I'm working on a git diff parser. The main task is to find all changed function signatures. Sometimes in the chunk line with @@@ .... @@@ contains these information but sometimes not. Last time I changed in greet() cout message and it is visible on first image as changed line and it is correct, but above in @@@... line appears "void functOne() {" and that is not changed. The second picture is about a dummy cpp source code to test git diff.

The main questions are
How can I list all changed function's signatures?
Why sometimes appears unchanged function name ?
Why sometimes doesn't appears any function name/signature in line with @@@.... ?

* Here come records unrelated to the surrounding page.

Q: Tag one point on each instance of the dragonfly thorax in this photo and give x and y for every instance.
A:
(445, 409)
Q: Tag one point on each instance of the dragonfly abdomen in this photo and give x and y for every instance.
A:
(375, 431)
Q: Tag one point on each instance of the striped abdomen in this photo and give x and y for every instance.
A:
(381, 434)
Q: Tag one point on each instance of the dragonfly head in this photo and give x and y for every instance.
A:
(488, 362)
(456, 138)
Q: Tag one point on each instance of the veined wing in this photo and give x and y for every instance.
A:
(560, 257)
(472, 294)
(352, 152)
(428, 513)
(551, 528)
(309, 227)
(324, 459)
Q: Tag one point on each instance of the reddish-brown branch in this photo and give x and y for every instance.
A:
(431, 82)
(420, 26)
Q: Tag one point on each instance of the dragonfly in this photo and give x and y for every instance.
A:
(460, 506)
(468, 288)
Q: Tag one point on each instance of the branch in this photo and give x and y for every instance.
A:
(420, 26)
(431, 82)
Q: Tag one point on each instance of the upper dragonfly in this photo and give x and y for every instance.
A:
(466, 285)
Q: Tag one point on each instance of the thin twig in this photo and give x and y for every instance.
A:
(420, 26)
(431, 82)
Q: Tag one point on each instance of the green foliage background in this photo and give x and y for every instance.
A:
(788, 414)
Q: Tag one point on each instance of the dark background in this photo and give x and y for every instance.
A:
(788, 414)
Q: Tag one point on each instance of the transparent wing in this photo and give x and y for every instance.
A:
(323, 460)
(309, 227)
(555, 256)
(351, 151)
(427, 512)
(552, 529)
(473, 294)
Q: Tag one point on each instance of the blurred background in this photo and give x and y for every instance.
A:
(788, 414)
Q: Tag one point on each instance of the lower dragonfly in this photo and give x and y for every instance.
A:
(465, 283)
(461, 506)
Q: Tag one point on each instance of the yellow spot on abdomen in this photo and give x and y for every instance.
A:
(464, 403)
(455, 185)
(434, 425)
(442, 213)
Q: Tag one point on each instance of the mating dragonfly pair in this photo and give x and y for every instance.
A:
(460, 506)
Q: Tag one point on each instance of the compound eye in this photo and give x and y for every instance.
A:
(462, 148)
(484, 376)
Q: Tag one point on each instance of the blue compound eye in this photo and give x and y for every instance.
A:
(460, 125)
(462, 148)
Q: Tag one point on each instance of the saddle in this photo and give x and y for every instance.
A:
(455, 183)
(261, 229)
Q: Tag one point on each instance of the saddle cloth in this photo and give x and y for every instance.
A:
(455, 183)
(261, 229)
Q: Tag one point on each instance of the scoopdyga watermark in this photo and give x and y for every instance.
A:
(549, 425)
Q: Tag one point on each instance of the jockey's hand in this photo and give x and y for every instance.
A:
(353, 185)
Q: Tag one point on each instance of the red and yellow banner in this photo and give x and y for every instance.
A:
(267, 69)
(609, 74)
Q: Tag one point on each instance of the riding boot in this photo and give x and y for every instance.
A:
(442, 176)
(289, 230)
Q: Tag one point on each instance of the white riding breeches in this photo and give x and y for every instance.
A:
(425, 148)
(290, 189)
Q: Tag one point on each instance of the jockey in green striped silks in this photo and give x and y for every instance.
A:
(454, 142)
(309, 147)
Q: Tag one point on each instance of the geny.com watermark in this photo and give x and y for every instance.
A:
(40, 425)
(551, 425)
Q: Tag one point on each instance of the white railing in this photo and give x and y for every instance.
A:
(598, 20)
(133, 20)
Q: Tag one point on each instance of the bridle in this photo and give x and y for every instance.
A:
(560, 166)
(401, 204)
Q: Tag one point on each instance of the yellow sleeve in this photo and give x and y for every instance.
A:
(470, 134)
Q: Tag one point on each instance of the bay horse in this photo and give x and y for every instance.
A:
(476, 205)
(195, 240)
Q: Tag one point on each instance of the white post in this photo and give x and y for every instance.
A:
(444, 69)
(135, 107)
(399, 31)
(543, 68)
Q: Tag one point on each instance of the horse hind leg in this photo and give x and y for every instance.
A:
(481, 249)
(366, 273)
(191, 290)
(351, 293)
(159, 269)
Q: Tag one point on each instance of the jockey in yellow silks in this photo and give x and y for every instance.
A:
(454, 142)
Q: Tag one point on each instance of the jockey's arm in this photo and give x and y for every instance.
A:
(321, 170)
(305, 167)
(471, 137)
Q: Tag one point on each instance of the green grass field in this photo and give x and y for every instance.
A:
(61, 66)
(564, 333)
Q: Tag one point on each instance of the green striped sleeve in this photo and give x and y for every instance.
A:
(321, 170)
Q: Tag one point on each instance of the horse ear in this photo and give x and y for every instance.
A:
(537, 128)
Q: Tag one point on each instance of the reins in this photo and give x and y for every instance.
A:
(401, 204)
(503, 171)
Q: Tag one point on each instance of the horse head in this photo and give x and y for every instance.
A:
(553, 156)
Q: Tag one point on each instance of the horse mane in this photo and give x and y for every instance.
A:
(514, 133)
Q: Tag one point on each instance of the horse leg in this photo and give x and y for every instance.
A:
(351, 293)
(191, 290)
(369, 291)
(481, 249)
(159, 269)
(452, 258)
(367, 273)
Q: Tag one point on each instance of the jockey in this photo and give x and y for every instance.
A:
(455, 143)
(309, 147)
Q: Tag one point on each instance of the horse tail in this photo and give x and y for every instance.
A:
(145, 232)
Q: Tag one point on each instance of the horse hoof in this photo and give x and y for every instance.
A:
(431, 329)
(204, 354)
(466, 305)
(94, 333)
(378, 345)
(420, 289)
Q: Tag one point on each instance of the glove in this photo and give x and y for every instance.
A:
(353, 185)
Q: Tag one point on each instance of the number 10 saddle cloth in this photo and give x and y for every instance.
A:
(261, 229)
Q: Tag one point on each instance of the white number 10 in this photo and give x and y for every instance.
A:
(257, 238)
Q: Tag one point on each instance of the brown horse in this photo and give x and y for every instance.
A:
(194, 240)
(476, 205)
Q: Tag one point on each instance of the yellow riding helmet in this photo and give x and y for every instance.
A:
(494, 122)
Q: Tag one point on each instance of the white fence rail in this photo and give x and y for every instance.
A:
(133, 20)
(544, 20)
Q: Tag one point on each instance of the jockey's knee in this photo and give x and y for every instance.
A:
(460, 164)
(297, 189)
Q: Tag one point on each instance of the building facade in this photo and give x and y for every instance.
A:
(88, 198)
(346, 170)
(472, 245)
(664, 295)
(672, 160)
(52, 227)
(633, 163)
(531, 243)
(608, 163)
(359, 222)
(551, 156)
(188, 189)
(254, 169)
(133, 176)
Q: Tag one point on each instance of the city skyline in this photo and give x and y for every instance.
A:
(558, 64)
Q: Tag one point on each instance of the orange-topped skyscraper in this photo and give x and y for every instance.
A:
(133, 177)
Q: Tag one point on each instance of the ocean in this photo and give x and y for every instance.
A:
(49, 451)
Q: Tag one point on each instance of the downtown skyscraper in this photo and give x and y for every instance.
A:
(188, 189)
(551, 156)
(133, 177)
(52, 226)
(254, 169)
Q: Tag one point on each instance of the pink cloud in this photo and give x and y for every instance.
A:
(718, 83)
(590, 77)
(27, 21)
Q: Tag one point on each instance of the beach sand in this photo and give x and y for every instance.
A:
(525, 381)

enter image description here

enter image description here

Cof
  • 47
  • 4
  • 2
    You do notice that you cannot tell without 100% certainty without parsing the whole file? The "function" may just be something that's commented out in a multi line comment or a string literal spanning multiple lines... That is not to mention the possibility of the function signature being produced by a preprocessor macro (which may not even be defined in the file you're analyzing)... – fabian Feb 13 '22 at 12:23
  • Also note that the code shown appears to have semicolons missing. The parsing process certainly isn't going to be any easier if the code being parsed is syntactically invalid. To do this properly you probably need a tool based on something like clang's libTooling that can parse the versions of the file being compared and generate output in a suitable format. – G.M. Feb 13 '22 at 12:29
  • 2
    Don't post images of text, least of all code! Copy-paste text *as text* into your questions. – Some programmer dude Feb 13 '22 at 14:42
  • I thought some scenario about parsing, but the main questions are that tree and all about git diff not about the parsing. – Cof Feb 13 '22 at 16:49

2 Answers2

1

The git diff command doesn't care about any functions. git repositories can contain any kind of text files (binary files too, but that's immaterial here), not just C++ source.

The diff command doesn't attempt to interpret the file in any way. Only a C++ compiler can fully understand a C++ file and process all function declarations.

The diff command only looks for discrete lines of text that changed and shows them together with a few unchanged lines that precede and follow them.

If the changed lines happen to be at the beginning of a function declaration, then this would include the function declaration. If they are in the middle of a long function, you only see the few preceding lines, that's it.

There are git diff options that control how many unchanged lines are shown (check git's documentation). Specifying a million lines, for example, results in the entire file getting shown, with all the changed lines marked up.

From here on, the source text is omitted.